Rabana was speaking on a panel discussion titled ‘Africa’s Unicorn Effect’ at last week’s World Economic Forum on Africa – held in Durban, South Africa. A “unicorn” is a start-up company with a valuation of over US$1bn. The moderator of the panel – Yinka Adegoke, Africa editor of Quartz – could only highlight two African “unicorns”: Jumia and Interswitch Group. In comparison, there are about 220 in the US.
Rabana believes one factor that limits start-ups from achieving such high valuations, is that African businesses and consumers are often sceptical of local innovations. For example, she recalls how her previous business – a mobile software company, Yeigo – would hire a PR agency in the UK every time they wanted to launch a new product.
“And only then would the South African media be prepared to pick it up… That was the fastest way to get it out,” she commented.
“If we are not willing to buy and bet on our own sorts of products and services, we are not going to be able to sell enough and these businesses are not going to be able to grow big enough to get to those significant valuations.”
You need money to make money
Rabana noted investors are typically interested in companies that already have proven traction in a market, and entrepreneurs who have skin in the game.
“I think when you have been able to bet your own time and whatever you had in terms of resources to get to a certain place and achieve results – that really is what people are looking for. Too often we want to rely on maybe an idea or early-stage proof of concept, or [the belief that] I need someone to back me so that I am more confident. That kind of state of mind of entrepreneurship, I think, is what holds too many back,” she said.
“Until you bet on yourself, because this is your dream, you are not going to be able to sort of win someone over.”
Matsi Modise – MD of South African venture capital advocacy group, SiMODiSA Start-up – agrees. However, she noted the paradox facing start-ups: they need funding to get funding.
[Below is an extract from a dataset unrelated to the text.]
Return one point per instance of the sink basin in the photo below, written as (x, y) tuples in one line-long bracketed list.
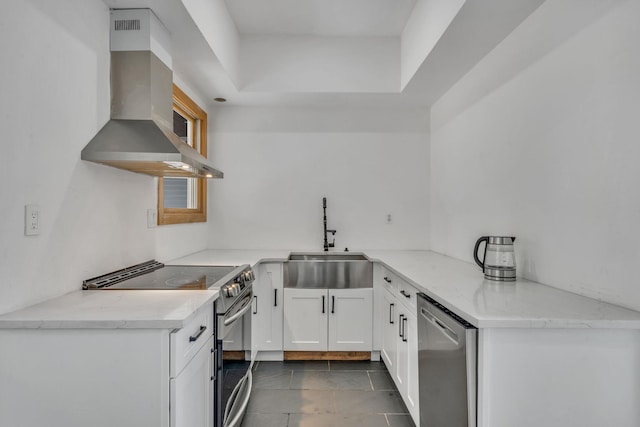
[(333, 270), (327, 256)]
“I mean entrepreneurs are always encouraged to bootstrap. But it is difficult to bootstrap, especially in South Africa where you don’t have uncles where you can ask for money from. They say you have to ask family, fools or friends. But neither of your family, fools or friends actually have the money. So it is a triple whammy in Africa, it’s a triple whammy in South Africa – but you have to be resilient. You have to, like Rapelang said, ensure that you can look at your customer base because funding is not necessarily easy.”